Cantor would also include the so-called “doc fix” to ensure Medicare payments to doctors are not slashed at the beginning of next year.

The cuts from the Biden talks include reductions in spending on agriculture subsidies, food stamps, federal retirement benefits, Medicaid and other healthcare spending.

An aide said Cantor’s effort is being strongly backed by House Armed Services Committee Chairman Buck McKeon (R-Calif.) and ranking member Adam Smith (D-Wash.) is keen to avoid the sequester as well.

Smith's office clarified that the congressman does not like the sequester but wants a broad deficit deal to avoid it.

"Mr. Smith insists that any fix must involve revenues and cuts and must fix both defense and discretionary spending sequestration. Obviously, we want to find a way to turn off the sequester, which no one likes, but it has to be done by reaching a big, balanced deficit reduction deal – not by just saying never mind, we’re going to turn it off and let ourselves off the hook," spokesman Mike Amato said.
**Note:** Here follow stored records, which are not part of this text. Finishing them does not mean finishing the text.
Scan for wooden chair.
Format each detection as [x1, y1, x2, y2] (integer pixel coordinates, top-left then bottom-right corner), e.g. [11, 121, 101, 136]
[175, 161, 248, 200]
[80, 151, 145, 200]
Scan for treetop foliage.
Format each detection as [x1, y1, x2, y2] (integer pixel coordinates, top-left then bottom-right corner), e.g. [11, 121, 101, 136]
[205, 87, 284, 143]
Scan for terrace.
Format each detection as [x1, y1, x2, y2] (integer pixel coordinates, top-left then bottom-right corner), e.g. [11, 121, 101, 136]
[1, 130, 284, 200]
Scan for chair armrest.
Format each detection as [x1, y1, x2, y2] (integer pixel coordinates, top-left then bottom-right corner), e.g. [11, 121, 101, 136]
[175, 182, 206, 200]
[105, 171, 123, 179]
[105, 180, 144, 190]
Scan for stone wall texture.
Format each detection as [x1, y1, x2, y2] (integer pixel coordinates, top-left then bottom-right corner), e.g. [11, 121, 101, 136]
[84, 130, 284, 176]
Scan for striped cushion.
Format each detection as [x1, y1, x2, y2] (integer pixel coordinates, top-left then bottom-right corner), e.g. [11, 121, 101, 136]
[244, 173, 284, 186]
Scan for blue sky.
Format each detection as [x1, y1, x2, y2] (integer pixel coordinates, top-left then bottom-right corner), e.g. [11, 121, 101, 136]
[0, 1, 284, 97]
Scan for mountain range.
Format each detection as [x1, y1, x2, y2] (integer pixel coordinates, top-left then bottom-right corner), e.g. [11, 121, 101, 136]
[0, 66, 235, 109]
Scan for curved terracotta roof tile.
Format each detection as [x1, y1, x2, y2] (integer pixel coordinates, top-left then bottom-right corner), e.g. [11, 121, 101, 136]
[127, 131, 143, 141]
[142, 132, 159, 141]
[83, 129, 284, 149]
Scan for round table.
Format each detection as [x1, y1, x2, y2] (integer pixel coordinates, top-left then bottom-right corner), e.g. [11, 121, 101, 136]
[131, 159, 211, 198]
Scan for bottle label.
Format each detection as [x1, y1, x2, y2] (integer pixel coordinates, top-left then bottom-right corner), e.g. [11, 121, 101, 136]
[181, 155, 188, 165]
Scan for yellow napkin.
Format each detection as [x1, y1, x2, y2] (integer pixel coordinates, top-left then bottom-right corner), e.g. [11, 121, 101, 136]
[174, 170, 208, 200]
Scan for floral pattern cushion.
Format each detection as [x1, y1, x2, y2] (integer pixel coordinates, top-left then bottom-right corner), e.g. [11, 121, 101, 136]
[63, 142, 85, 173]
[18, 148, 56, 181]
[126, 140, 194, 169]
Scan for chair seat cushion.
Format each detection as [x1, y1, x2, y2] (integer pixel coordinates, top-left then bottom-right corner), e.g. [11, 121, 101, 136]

Cantor also has reached out to Sen. Joe Lieberman (I-Conn.) and Senate Democrats.

There is no timeline to produce a package, but the House is looking to adjourn by Dec. 16. Timing will depend on the level of support on both sides of the aisle.

Lieberman’s office declined to say whether the senator supports Cantor’s effort.

“He is in discussions with his colleagues about the various available options to avoid sequestration, which he believes would be very harmful to our Defense budget and the national security of the United States,” Lieberman spokeswoman Whitney Phillips said.

The Cantor discussions were first reported in Politico.

— This story was updated at 12:57 p.m.